At seventy-eight Joe Biden was too old to be President by almost any metric, but he served four years and chalked up some major accomplishments.  He was almost two years into his eighth decade when he made the decision to run for a second term.  His health and stamina had held up during his first term, or at least there had been no obvious lapses to alert and concern the general public, and if he could prevail with voters a second time, and his health held, her could have four more years of public adulation and the opportunity to make his stamp on America even more indelible.  

Biden once again compared himself to the alternative, Donald Trump, and repeated his declaration that he was the only person capable of defeating the orange menace.  Yes, Biden was getting older, but dang it, his country needed him and he was ready to keep sacrificing for the national good.

Biden's team leaned on the Democratic National Committee to rearrange the caucus and primary schedules so that he stood less chance of being embarrassed by some young upstart, and after getting the schedule that he wanted, the aging President was able to run the table and quickly garner enough delegates to own the nomination.

The nomination was in the bag.   All he had to do was keep reminding the country of Trump's many faults while not doing anything to endanger his own chances of re-election.  Yes, he was old, but so was Trump.  If Biden could maintain just a few more months and exude competent leadership, Trump would eventually implode and Biden would be re-elected.

Then last Thursday night happened, and now the nation seems to have paused in order to rethink the situation.  Trump's supporters aren't rethinking anything;  they are where they always were.  But Biden's voters and other Democrats are having serious thoughts about the viability of the man who already had locked up their nomination.  Should Joe Biden stay in the race, or should he release his delegates and go sit on the beach in Delaware?

Biden and his team have been bustling about trying to convince big-money and small-dollar donors that he is still the only person who can beat Trump, and that his poor debate performance was due to inadequate preparation, too much preparation, or fatigue from travel.  His rambling and mental fadeouts were situational and not a symptom of some medical condition.

Biden has said that he will not leave the race, presumably for the good of the country and not his own vanity.  

Now, however, that wall of bravado is beginning to show some cracks.  A Democratic congressman from Texas has bravely stepped forward and said that Biden should remove himself from the race.  News reports today indicate that as many as twenty-five other Democratic members of Congress are also preparing to encourage the President to withdraw from the race.  Nancy Pelosi, another prominent Democratic geriatric, has signaled that it is acceptable to have a "conversation" about what transpired in Atlanta last Thursday night.    Biden himself, in speaking at a private fundraiser yesterday, joked that he had actually almost fallen asleep at the debate, and some in the room laughed when he said that, while other supporters out in the real world groaned.  He is also reportedly saying that the race may not be "salvageable" at this point.

Today some polling that took place after last week's debate is beginning to make its way into the press.

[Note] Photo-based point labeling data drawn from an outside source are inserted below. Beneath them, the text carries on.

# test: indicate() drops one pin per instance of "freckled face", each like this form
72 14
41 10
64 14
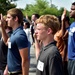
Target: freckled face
10 20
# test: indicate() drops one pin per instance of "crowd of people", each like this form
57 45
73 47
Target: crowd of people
53 38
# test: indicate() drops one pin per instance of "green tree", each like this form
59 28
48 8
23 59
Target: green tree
5 5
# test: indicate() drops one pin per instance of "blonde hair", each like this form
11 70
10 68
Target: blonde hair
49 21
16 12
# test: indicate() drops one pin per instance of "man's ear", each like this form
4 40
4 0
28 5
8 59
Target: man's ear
49 30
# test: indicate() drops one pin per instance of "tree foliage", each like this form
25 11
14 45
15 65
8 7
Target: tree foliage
42 7
5 5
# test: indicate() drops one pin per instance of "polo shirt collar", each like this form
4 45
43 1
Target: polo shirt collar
49 45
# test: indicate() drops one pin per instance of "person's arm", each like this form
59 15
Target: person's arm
63 27
25 61
28 19
4 34
6 71
55 66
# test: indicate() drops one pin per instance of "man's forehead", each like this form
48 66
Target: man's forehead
73 7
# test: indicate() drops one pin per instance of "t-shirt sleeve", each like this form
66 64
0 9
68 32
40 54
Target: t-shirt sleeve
55 66
22 41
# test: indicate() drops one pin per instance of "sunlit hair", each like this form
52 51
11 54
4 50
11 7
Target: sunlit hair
49 21
15 12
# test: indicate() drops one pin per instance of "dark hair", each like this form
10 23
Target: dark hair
73 3
37 15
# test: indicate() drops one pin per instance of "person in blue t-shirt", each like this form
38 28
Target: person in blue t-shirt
71 43
17 58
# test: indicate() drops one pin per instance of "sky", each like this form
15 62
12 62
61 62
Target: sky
58 3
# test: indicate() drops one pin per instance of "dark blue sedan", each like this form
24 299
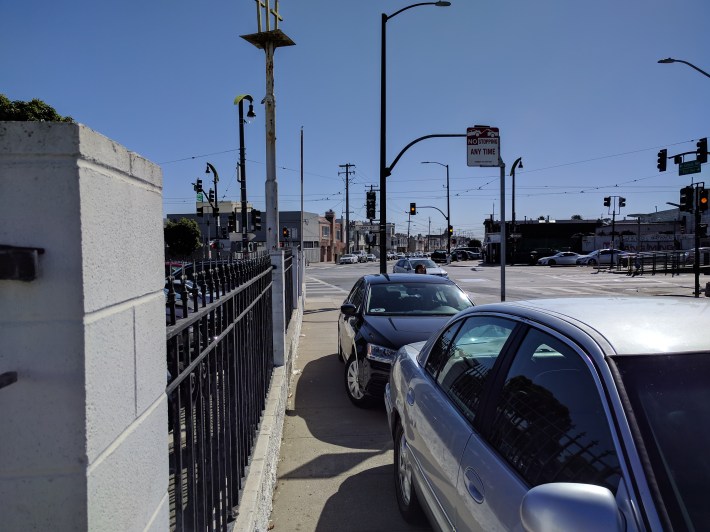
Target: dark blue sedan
382 313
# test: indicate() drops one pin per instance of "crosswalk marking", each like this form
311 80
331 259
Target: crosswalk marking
317 288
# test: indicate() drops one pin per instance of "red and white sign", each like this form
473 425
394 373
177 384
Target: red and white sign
483 146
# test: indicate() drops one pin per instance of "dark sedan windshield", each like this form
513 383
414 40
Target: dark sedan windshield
411 298
670 395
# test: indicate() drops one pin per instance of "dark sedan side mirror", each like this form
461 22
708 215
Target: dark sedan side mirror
348 309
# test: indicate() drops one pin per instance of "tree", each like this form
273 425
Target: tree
182 238
33 111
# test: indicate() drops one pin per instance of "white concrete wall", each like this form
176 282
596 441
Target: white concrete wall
83 432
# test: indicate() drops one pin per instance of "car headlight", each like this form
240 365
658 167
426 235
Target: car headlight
380 354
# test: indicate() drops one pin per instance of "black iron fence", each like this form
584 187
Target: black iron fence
220 361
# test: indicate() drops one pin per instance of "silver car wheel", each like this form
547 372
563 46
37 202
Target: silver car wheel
405 471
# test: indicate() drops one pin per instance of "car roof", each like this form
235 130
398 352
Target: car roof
384 278
628 325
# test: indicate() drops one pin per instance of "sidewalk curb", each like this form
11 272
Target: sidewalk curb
256 502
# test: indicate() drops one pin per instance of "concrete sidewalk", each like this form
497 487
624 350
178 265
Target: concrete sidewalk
335 468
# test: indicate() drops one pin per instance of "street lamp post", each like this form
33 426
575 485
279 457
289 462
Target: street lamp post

A poll by Suffolk University and USA Today that was published yesterday which looked at Biden and Trump in a six-person national race had showed the two major candidates tied a month ago, but now Trump has a 3-point lead.  That could easily be a decisive margin in November.

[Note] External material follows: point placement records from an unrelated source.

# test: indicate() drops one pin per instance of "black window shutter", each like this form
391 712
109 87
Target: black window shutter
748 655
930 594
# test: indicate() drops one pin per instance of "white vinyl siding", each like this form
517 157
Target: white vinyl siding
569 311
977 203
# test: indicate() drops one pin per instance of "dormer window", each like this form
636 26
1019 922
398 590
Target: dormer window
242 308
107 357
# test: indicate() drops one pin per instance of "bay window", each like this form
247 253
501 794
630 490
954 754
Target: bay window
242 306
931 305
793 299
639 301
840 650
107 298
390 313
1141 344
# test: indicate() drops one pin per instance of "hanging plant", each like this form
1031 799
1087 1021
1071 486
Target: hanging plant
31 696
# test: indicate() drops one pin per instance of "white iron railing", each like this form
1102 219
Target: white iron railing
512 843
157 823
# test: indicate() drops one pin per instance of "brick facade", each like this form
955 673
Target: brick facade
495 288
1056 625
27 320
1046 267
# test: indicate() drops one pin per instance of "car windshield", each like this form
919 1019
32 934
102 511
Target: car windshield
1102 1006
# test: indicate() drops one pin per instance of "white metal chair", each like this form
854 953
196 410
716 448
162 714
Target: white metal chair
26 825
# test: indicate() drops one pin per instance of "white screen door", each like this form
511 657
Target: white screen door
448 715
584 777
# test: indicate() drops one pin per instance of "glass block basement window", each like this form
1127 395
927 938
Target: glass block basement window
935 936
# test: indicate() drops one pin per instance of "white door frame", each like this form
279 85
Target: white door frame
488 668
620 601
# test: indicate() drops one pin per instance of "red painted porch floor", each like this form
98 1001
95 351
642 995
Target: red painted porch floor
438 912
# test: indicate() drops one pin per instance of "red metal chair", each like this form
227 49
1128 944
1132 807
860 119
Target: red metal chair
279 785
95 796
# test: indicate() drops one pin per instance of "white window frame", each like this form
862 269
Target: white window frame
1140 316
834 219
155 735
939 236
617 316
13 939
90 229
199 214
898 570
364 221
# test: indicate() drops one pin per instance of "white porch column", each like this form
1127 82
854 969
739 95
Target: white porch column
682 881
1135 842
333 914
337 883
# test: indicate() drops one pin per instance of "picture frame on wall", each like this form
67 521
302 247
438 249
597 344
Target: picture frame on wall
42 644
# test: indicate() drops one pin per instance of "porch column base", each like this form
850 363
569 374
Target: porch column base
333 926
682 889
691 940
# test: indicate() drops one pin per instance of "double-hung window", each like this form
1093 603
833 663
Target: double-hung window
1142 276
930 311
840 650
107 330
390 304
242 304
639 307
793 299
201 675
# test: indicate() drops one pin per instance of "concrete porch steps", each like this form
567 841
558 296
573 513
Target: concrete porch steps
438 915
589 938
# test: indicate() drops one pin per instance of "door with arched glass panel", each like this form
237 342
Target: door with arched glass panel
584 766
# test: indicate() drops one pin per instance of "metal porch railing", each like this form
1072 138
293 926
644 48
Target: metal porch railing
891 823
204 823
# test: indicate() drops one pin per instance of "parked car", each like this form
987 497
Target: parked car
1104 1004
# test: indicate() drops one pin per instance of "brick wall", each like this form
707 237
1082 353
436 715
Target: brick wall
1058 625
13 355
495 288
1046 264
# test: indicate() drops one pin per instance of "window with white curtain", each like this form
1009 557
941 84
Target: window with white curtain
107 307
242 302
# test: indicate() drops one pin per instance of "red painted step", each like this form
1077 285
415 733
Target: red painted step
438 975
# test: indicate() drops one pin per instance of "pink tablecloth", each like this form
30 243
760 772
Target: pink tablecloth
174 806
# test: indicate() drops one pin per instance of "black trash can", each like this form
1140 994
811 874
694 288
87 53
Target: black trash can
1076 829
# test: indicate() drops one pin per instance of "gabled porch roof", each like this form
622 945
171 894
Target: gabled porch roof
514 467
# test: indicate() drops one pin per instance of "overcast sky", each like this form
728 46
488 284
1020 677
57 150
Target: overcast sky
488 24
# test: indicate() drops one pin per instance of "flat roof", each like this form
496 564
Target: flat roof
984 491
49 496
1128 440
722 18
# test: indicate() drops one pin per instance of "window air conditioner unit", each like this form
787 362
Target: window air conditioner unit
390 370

Another new poll, this one conducted for CNN, shows Trump up by six points over Biden, the exact amount that the same poll had predicted during an earlier sampling - but - this time the poll also asked Democratic-leaning voters if they thought their party stood a better chance of winning with a candidate other than Joe Biden, and 56% answered "yes."

The tide is turning, slowly, but it is turning.  Enthusiasm for Biden is waning.

Get out of the way, Joe - and give us a chance to win this thing.  Do it for yourself, and do it for your country.